Squirrel monkeys are highly intelligent, with the highest brain-to-body ratio of any primate, including humans. The one in my photo was figuring out how to use a piece of plastic pipe with holes in. It seemed fascinated by it.
Lemurs are creatures somewhere between a cat and a squirrel, with very long tails. There are two different species at YWP: red-bellied and ring-tailed. Both are native to Madagascar, endangered by land clearance, hunting and climate change. They like to live in groups and were playing and grooming each other.

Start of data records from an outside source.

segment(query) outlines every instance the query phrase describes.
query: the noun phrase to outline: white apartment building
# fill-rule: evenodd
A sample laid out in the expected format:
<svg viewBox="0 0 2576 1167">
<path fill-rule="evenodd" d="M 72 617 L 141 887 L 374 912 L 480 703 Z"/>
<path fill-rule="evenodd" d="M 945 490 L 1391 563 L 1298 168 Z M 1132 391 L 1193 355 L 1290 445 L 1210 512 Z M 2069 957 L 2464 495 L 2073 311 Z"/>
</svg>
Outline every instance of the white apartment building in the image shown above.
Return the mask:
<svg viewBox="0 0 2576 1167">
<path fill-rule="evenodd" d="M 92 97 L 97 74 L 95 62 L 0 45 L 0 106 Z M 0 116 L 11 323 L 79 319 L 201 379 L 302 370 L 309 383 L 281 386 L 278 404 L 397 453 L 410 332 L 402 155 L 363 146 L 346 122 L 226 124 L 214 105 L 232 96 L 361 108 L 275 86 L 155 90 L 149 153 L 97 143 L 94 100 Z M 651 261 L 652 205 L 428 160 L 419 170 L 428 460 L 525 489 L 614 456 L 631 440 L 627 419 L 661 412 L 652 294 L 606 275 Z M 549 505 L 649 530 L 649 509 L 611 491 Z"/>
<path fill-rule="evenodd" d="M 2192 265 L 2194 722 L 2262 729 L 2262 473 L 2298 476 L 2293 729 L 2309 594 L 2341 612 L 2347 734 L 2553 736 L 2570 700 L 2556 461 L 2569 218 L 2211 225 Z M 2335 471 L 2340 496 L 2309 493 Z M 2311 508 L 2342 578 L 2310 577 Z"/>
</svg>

Wallabies are kept at YWP just, I think, for their cuteness factor. Coming from Australia and Tasmania, they are not particularly at risk. They are kept in a grassy compound, among trees, where visitors can walk through on a central path and watch them at close quarters. The animals weren't bothered in the least. The mother below had a tiny Joey (baby) in her pouch, here with its head and a foot poking out, but an older sibling was also constantly trying to stick its head in to suckle. The mum was very patient in dealing with the constant demands.
There are so many species of antelope and deer in the world and I can't identify most of them. I don't think I've ever heard of the ones in the photo below. They are Kafue Flats lechwe, which are found only in the Kafue Flats area of Zambia. I thought them very pretty, with their big, dark eyes.
Well, I had such a good day out at the Yorkshire Wildlife Park. I highly recommend it to anyone who lives within travelling distance.